“No; not melancholy.”
Her voice trembled. Agitation, which it was not a pain but a luxury to feel, was gently taking possession of her. Where another man might have seen that her tenderness was getting the better of her discretion, and might have presumed on the discovery, this man, innocently blind to his own interests, never even attempted to take advantage of her. No more certain way could have been devised, by the most artful lover, of touching the heart of a generous woman, and making it his own. The influence exerted over Catherine by the virtues of Bennydeck’s character—his unaffected kindness, his manly sympathy, his religious convictions so deeply felt, so modestly restrained from claiming notice—had been steadily increasing in the intimacy of daily intercourse. Catherine had never felt his ascendancy over her as strongly as she felt it now. By fine degrees, the warning remembrances which had hitherto made her hesitate lost their hold on her memory. Hardly conscious herself of what she was doing, she began to search his feelings in his own presence. Such love as his had been unknown in her experience; the luxury of looking into it, and sounding it to its inmost depths, was more than the woman’s nature could resist.

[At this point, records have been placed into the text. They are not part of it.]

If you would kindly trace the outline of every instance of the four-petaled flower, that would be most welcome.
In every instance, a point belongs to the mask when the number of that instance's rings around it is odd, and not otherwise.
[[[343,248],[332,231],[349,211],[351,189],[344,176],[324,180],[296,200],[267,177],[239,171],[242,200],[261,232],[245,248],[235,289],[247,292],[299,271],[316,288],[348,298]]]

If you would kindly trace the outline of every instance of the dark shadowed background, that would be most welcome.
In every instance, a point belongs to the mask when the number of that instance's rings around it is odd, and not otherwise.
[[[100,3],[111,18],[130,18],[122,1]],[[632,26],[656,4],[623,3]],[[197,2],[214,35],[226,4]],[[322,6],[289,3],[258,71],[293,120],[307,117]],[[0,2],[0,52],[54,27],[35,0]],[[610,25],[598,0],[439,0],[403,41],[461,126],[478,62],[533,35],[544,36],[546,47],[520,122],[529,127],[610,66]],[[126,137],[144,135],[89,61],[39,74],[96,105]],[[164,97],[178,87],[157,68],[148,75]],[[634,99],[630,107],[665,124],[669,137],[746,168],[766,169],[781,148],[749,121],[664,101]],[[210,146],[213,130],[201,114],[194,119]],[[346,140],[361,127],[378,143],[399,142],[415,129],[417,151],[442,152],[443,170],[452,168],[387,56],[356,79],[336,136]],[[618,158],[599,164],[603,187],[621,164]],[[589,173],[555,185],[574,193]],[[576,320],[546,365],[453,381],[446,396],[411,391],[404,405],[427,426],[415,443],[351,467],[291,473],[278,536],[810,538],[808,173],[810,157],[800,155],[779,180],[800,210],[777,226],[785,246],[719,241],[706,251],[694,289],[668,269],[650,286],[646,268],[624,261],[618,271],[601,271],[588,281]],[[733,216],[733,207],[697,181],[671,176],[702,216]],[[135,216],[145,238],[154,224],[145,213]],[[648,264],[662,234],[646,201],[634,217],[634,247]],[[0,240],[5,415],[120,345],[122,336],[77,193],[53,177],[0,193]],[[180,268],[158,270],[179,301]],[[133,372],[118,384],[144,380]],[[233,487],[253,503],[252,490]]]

“I think you hardly do yourself justice,” she said. “Surely you don’t regret having felt for me so truly, when I told you yesterday that my old friend had deserted me?”
“No, indeed!”
“Do you like to remember that you showed no jealous curiosity to know who my friend was?”
“I should have been ashamed of myself if I had asked the question.”
“And did you believe that I had a good motive—a motive which you might yourself have appreciated—for not telling you the name of that friend?”
“Is he some one whom I know?”
“Ought you to ask me that, after what I have just said?”
“Pray forgive me! I spoke without thinking.”